Of course, as the world knows, the North Shore has for more than 30 years become a temple for another sort of cult. Here 2,500 miles of fetch on a giant ocean swell coming from the Aleutians meets a steeply shelving shore, and the sea suddenly and magically lifts into creaming, perfect walls of terrifying water. The ceremonies for this cult occur only in the winter, when the 30-foot waves roll in from the north and the surf heroes of the world congregate to play on them. But the surf shops are open all year-round, and for them alone it would be worth traveling halfway round the world.

This is the Bond Street, the Savile Row of surfboard shapers. Talk to someone like Scott Bucknell, the inventor of the revolutionary Ex-fin surfboard skeg, the owner of Race Hawaii (“that’s the fastest name you’ll find”), the bearer of a foot-long scar on his thigh where his board speared it one day (he lost five pints of blood getting back to the shore), and you will be talking to an addict.

“I hate surfing,” he says with the light of true adoration in his eye. “I hate surfers. They never have any money. I’m getting out of it. I’m going to put my Ex-fin on race boats.” But he doesn’t mean it. He can’t.

What is it like, I ask him, surfing Banzai Pipeline, the curling wave here where the Pacific wraps you up in a looping bear hug of glass-thin, translucent ocean. “It’s like Westminster Abbey collapsing around you,” he says.

Fun? “No, not fun. I’d say more like berserko.”

The west coast of Oahu is the back end, the dry, leeward side. The beaches here, especially up in the north beyond Makua, are empty. Almost no tourists and very few whites are here on the prettiest, country-backed beaches in the whole island. The country is devoid of ugly new housing because the military owns it. Notices behind the high fences proclaim unexploded bombs. Here, as in England, nothing is more conservationist than people playing soldiers. Like the Morgan ranch at Kualoa, exclusion of the rest of us has kept the island looking as we all want it to be.

The highway slides down the leeward coast into the dormitory suburbs of Honolulu and onto the shores of Pearl Harbor. Professional survivors of the Japanese bombing talk to us gawkers at the USS Arizona Memorial. The story is familiar enough to be like a remembered film. Only the unexpected detail reintroduces a sense of reality.

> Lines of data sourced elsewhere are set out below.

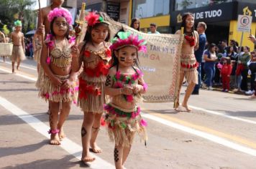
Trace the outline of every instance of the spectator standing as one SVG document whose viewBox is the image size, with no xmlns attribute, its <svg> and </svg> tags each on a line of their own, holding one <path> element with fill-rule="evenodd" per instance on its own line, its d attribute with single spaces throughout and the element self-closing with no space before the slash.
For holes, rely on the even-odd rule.
<svg viewBox="0 0 256 169">
<path fill-rule="evenodd" d="M 138 18 L 133 18 L 132 19 L 132 24 L 130 26 L 137 31 L 140 31 L 140 19 Z"/>
<path fill-rule="evenodd" d="M 251 58 L 250 60 L 248 62 L 247 65 L 249 67 L 249 71 L 248 71 L 248 74 L 250 75 L 250 89 L 245 92 L 246 95 L 252 95 L 255 92 L 255 69 L 252 69 L 252 64 L 255 64 L 255 62 L 256 62 L 256 52 L 255 51 L 252 51 L 251 52 Z M 252 64 L 252 65 L 250 65 Z"/>
<path fill-rule="evenodd" d="M 34 54 L 34 51 L 33 51 L 33 42 L 32 42 L 32 39 L 29 40 L 29 58 L 33 59 L 33 54 Z"/>
<path fill-rule="evenodd" d="M 212 79 L 215 74 L 215 63 L 217 60 L 216 55 L 216 44 L 212 43 L 210 44 L 208 50 L 204 53 L 204 58 L 206 61 L 204 63 L 204 72 L 206 74 L 204 83 L 206 84 L 206 88 L 209 90 L 212 90 Z"/>
<path fill-rule="evenodd" d="M 224 57 L 223 67 L 221 69 L 222 80 L 222 92 L 228 92 L 229 90 L 230 74 L 232 70 L 229 57 Z"/>
<path fill-rule="evenodd" d="M 147 32 L 147 34 L 160 34 L 160 32 L 157 31 L 157 26 L 156 24 L 155 23 L 151 23 L 150 24 L 150 31 L 149 32 Z"/>
<path fill-rule="evenodd" d="M 247 85 L 247 75 L 248 75 L 248 66 L 247 62 L 250 59 L 250 47 L 245 46 L 244 47 L 244 54 L 238 59 L 238 64 L 239 68 L 237 67 L 237 69 L 240 72 L 242 75 L 242 82 L 241 82 L 241 91 L 245 92 L 248 90 Z"/>
<path fill-rule="evenodd" d="M 0 31 L 0 43 L 6 43 L 4 34 Z M 4 62 L 5 62 L 5 56 L 2 56 Z"/>
<path fill-rule="evenodd" d="M 236 69 L 237 67 L 237 54 L 235 52 L 234 46 L 228 47 L 227 49 L 227 52 L 224 54 L 226 57 L 229 57 L 232 62 L 232 71 L 230 74 L 230 86 L 232 88 L 234 88 L 235 86 L 235 75 Z"/>
<path fill-rule="evenodd" d="M 196 27 L 197 32 L 199 34 L 199 46 L 198 49 L 195 52 L 195 56 L 197 62 L 198 63 L 198 67 L 197 67 L 197 72 L 198 72 L 198 84 L 196 84 L 195 88 L 192 92 L 192 95 L 199 95 L 199 88 L 201 84 L 201 64 L 202 57 L 204 54 L 204 50 L 206 47 L 206 35 L 204 33 L 206 30 L 206 24 L 204 22 L 199 22 Z"/>
<path fill-rule="evenodd" d="M 17 69 L 19 69 L 19 64 L 22 60 L 25 59 L 25 44 L 24 42 L 24 34 L 22 30 L 22 21 L 17 20 L 14 22 L 15 31 L 11 33 L 11 39 L 14 44 L 12 56 L 12 73 L 14 73 L 14 64 L 17 62 Z"/>
</svg>

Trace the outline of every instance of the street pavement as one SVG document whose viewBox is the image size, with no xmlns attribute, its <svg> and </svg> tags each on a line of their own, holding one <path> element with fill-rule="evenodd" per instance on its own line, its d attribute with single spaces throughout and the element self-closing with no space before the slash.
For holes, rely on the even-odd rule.
<svg viewBox="0 0 256 169">
<path fill-rule="evenodd" d="M 98 138 L 104 152 L 93 154 L 93 163 L 80 161 L 83 115 L 76 105 L 64 125 L 67 137 L 60 146 L 49 145 L 47 104 L 35 86 L 35 61 L 26 59 L 12 74 L 9 61 L 1 59 L 0 168 L 114 168 L 104 127 Z M 256 168 L 256 100 L 248 97 L 201 90 L 190 98 L 191 112 L 177 112 L 173 103 L 141 103 L 149 140 L 145 146 L 135 139 L 126 168 Z"/>
</svg>

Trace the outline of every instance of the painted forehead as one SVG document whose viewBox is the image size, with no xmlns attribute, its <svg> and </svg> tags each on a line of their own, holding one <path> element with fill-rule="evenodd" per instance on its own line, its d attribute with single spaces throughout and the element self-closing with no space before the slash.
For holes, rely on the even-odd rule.
<svg viewBox="0 0 256 169">
<path fill-rule="evenodd" d="M 120 49 L 121 52 L 137 52 L 137 48 L 133 46 L 127 46 L 127 47 L 124 47 Z"/>
</svg>

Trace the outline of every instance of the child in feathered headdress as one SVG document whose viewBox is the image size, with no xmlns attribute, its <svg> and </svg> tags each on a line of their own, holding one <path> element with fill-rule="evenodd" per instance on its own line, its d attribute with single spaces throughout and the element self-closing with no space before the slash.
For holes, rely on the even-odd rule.
<svg viewBox="0 0 256 169">
<path fill-rule="evenodd" d="M 104 86 L 111 59 L 109 23 L 95 11 L 90 12 L 86 20 L 88 26 L 83 42 L 78 46 L 80 57 L 73 58 L 72 67 L 78 72 L 82 63 L 83 65 L 79 78 L 78 104 L 84 114 L 81 128 L 81 160 L 84 163 L 95 160 L 89 152 L 90 146 L 94 153 L 102 152 L 96 140 L 106 101 Z"/>
<path fill-rule="evenodd" d="M 116 168 L 123 168 L 129 153 L 134 134 L 146 143 L 147 125 L 140 115 L 137 103 L 147 90 L 143 74 L 139 69 L 138 52 L 146 52 L 146 42 L 139 35 L 119 32 L 110 47 L 114 63 L 106 77 L 105 93 L 111 97 L 105 106 L 105 120 L 110 139 L 115 142 Z"/>
<path fill-rule="evenodd" d="M 17 62 L 17 69 L 19 70 L 21 61 L 26 59 L 24 34 L 21 32 L 22 24 L 19 20 L 14 21 L 15 30 L 11 33 L 11 39 L 14 44 L 12 56 L 12 73 L 14 73 L 14 64 Z"/>
<path fill-rule="evenodd" d="M 76 102 L 78 87 L 71 63 L 72 57 L 79 52 L 73 45 L 75 39 L 68 37 L 71 14 L 67 9 L 55 8 L 50 11 L 47 19 L 51 34 L 47 34 L 42 49 L 40 63 L 44 74 L 39 96 L 50 102 L 50 144 L 60 145 L 65 137 L 63 125 L 71 102 Z M 62 110 L 59 116 L 60 105 Z"/>
</svg>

One survivor I speak to, in his white, medal-heavy, veteran’s cap, tells me how the sailors caught within the upturned hulls remained alive, in some cases for many days afterwards. They could be heard tapping on the steel, begging for release. Nothing could be done for some of them. Slowly the tapping died away.

Finally I return to the hubbub of Honolulu itself, to the fish, art, and harlots of the semi-revamped downtown, to the beautiful, rich men’s villas on the hills overlooking the city, to the chronic car crisis on an island where there is almost nowhere to go, to the ethnic babble of Portuguese, Filipino, Hawaiian, Korean, Chinese.

For at least a century, Honolulu has been a world city. Only in one place, crammed into the corner of a crossing between a freeway and a highway, is a densely concentrated memory reservoir devoted to Hawaii’s place in Oceania, to its role as the northernmost corner of Polynesia.

The Bishop Museum contains one of the great collections of the world. Here you can see the most beautiful artifacts of an earlier Hawaii and Oceania, pearl and bone and carved wood, feather capes and feather money, model canoes and stick charts of the oceans with cowries for islands. Here, strangely, inaccessibly, you can feel that this island is the first footfall in Polynesia, that from here a whole oceanic world extends from island to island as far as Southeast Asia. The Bishop Museum’s darkened rooms and treasure-filled cases are an invitation southward and westward. The real Pacific starts here.